A las once y diez volvió al salón. Las fotos la miraban desde sus gruesos marcos, cada una de ellas como un basilisco, con los ojos clavándose en su carne. Se levantó y las puso de cara a la pared. Intentó leer una historia de detectives escrita por alguien llamado Robert B. Parker. Reuben tenía toda una hilera de libros de ese tipo en un estante. Un asesino mataba mujeres negras en Boston. Dejaba una rosa roja cada vez que mataba una. No eran más que palabras, no podía concentrarse en ellas.

Las fotos seguían mirándola: sus ojos de basilisco la podían ver a través del oro y la plata. Dejó el libro y fue de habitación en habitación, recogiéndolas todas. Cupieron en un cajón grande de la cocina.

En el salón Reuben tenía una gran pecera con peces tropicales. Nadaban juntos, en uno y otro sentido, y sus encendidos colores destacaban como lo más luminoso que había en la habitación. Siguiendo las instrucciones de Reuben les echó un poco de comida y miró cómo las partículas brillantes iban descendiendo hacia el fondo. Los peces eran como ella, pensó: hijos del trópico condenados a nadar en una pecera de cristal a miles de kilómetros de su hogar. Soñaba con hundirse en el fondo de la pecera y cerrar los ojos para siempre. Nadie conseguiría que volviera a nadar.

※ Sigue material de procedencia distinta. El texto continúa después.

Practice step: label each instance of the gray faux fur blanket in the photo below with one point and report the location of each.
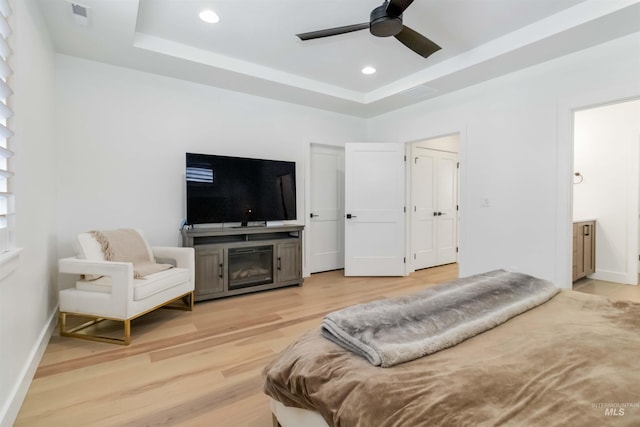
(397, 330)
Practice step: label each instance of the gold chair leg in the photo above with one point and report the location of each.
(74, 332)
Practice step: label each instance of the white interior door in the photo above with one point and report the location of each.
(447, 201)
(424, 215)
(327, 208)
(374, 206)
(434, 219)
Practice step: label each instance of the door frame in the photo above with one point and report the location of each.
(411, 146)
(564, 168)
(308, 208)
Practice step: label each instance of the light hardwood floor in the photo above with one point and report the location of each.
(200, 368)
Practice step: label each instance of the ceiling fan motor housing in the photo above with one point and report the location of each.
(383, 25)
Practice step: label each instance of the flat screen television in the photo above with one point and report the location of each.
(223, 189)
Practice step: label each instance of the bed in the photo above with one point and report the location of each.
(572, 360)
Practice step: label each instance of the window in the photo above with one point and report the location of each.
(6, 196)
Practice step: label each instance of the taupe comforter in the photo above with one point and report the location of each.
(572, 361)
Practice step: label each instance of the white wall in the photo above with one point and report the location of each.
(27, 297)
(515, 152)
(122, 136)
(607, 155)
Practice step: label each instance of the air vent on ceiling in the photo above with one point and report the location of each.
(81, 14)
(420, 91)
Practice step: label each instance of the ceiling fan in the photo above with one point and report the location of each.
(384, 21)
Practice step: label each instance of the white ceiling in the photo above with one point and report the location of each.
(254, 49)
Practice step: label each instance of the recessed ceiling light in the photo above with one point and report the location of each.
(209, 16)
(368, 70)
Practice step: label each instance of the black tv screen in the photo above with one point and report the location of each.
(235, 189)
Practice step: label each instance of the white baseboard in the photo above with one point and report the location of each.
(614, 276)
(9, 411)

A las doce sacó algo de embutido de la nevera y se preparó un bocadillo. No recordaba si había contado a la policía lo de los paquetes de carne que había dejado Filius en su apartamento. El bocadillo le pesaba en el estómago. Lo dejó a medio comer. A las doce y media se levantó y sacó las fotos del cajón. Una a una extrajo las fotos de sus marcos y las colocó sobre la mesa.

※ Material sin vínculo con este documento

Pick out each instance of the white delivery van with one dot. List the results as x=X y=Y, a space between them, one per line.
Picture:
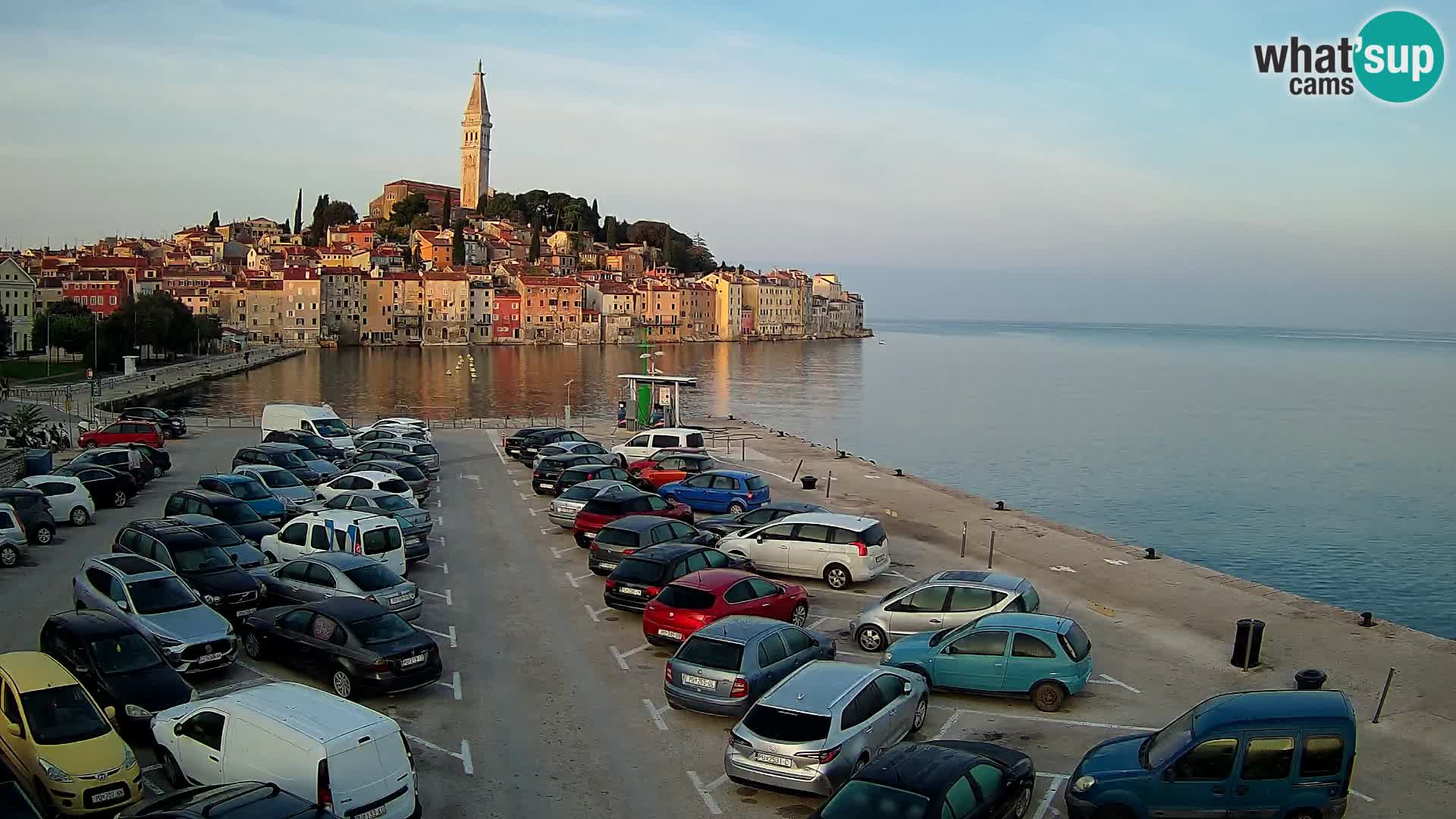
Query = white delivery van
x=360 y=532
x=354 y=761
x=318 y=420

Fotos viejas, de los vivos, de los muertos, de los medio olvidados. ¿Qué derecho tenían ellos de mirarla así? Encontró un par de tijeras de cocina en otro cajón y empezó a cortar las fotos en tiras largas, y después las tiras en trozos más pequeños. Al final perdió la paciencia, y dejó de lado las tijeras y empezó a romper los trozos con los dedos, rompiéndolos en tiras cada vez más pequeñas: la tía Rivke, el tío Avrum, el primo Irving y la pequeña Davita. Cuando hubo acabado, el pasado de Reuben yacía en el suelo, convertido en fragmentos desordenados.

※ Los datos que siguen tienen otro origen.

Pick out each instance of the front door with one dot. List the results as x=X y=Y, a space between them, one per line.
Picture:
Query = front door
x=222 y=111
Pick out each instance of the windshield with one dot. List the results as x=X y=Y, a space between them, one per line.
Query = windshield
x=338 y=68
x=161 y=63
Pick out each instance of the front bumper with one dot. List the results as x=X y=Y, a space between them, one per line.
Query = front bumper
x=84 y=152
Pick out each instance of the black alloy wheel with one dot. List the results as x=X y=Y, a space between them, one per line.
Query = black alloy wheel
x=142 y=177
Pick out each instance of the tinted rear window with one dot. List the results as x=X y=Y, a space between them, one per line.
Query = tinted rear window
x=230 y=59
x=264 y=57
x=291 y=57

Fue al salón y encontró en un armario una botella de coñac Napoleón. Lo fue bebiendo, lentamente, sentada en silencio, mirando cómo los peces de cola brillante iban y volvían en su limitado universo. ¿En cuántas vueltas consistía una vida? Había una válvula cerca del fondo de la pecera. La abrió y contempló cómo el agua empezaba a derramarse sobre la moqueta. Los peces fueron bajando y bajando en el depósito, nadando desesperadamente, luchando contra la corriente inesperada que los arrastraba hacia abajo. Al fin yacían sobre la grava, la arena y las algas del fondo, sus cuerpos brillantes retorciéndose en un esfuerzo final por respirar.

A la una menos cuarto, cogió el teléfono y marcó un número de Brooklyn. Contestó una voz que ella conocía.

—Aubin, ¿eres tú? Tengo que verte en seguida. Sí, en seguida. Iré a verte. Espérame.